Old new Noh

20121225kokuritu1Bitter review on the Nogaku Times for the recent performance of Takahime, Yokomichi Mario’s retro-version of Yeats’s Noh-influenced play for dancers At the Hawk’s Well (1916), on stage at the National Noh Theatre in Tokyo on December 25h 2012. Takahime is a ‘shinsaku-Noh’ or ‘newly composed Noh’, the denomination of those plays that do not belong to the traditional repertoire. It is difficult to assess what constitutes the canon and what does not. The traditional repertoire (around 25o plays) has been updated throughout the years and many old plays that were not performed for generations have recently been ‘restored’ or ‘re-choreographed’. Ultimately there is no institution holding the right to decide what is in and what is out of the canon.

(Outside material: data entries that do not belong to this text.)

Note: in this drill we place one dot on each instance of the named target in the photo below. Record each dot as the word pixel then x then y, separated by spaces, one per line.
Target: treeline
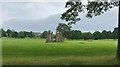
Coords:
pixel 77 34
pixel 15 34
pixel 67 34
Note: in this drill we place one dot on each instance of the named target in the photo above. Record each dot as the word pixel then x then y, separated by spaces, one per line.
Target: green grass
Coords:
pixel 37 52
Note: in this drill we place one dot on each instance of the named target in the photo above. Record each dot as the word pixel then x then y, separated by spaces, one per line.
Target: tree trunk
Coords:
pixel 118 48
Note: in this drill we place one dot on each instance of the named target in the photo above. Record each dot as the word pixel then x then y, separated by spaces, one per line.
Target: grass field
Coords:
pixel 37 52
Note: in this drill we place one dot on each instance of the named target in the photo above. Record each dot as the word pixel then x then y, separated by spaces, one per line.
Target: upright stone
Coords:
pixel 48 37
pixel 59 37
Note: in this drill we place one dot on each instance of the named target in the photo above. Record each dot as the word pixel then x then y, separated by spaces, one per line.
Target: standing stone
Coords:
pixel 48 37
pixel 59 37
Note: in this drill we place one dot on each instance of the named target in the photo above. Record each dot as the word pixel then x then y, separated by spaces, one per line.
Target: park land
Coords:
pixel 36 52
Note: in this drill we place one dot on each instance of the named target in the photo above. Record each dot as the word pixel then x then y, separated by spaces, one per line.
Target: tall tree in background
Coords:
pixel 93 8
pixel 9 32
pixel 3 32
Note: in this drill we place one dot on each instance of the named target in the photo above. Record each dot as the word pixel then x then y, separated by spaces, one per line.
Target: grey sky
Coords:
pixel 40 16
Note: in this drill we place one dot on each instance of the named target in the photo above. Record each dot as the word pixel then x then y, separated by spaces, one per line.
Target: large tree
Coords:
pixel 92 8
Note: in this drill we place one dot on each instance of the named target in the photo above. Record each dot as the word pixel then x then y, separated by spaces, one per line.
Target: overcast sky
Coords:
pixel 37 16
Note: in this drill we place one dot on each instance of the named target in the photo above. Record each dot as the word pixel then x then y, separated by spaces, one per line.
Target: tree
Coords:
pixel 3 32
pixel 93 8
pixel 115 33
pixel 9 32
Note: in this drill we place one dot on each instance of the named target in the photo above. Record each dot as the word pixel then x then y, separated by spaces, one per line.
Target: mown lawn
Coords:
pixel 37 52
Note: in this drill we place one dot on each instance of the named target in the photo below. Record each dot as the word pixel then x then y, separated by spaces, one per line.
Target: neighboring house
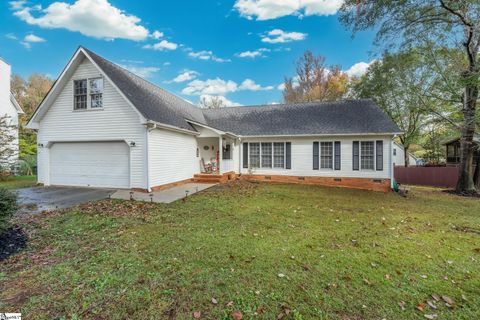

Tessen-kai (Kanze School) has included Takahime as part of its own repertoire, and has been performing it a number of times since it was written in the early 1950s. However, the Nogaku Times critic Murakami Tatau is disappointed by this latest staging, which he defines as ‘dull’, wondering whether the play is still talking to contemporary audience, or whether it can already be called an ‘old new Noh’. The review is very short and does not really go into details, but I can imagine how the conversion of a (once) experimental play into the Noh canon could lead to the petrification of what was instead meant to be an act of transformation. The politics of the re-appropriation of  At the Hawk’s Well have often been analysed through the lens of anti-nihonjinron criticism, and the provoking ‘old new Noh’ label could be interpreted as a way to problematise the canonisation of non-traditional plays.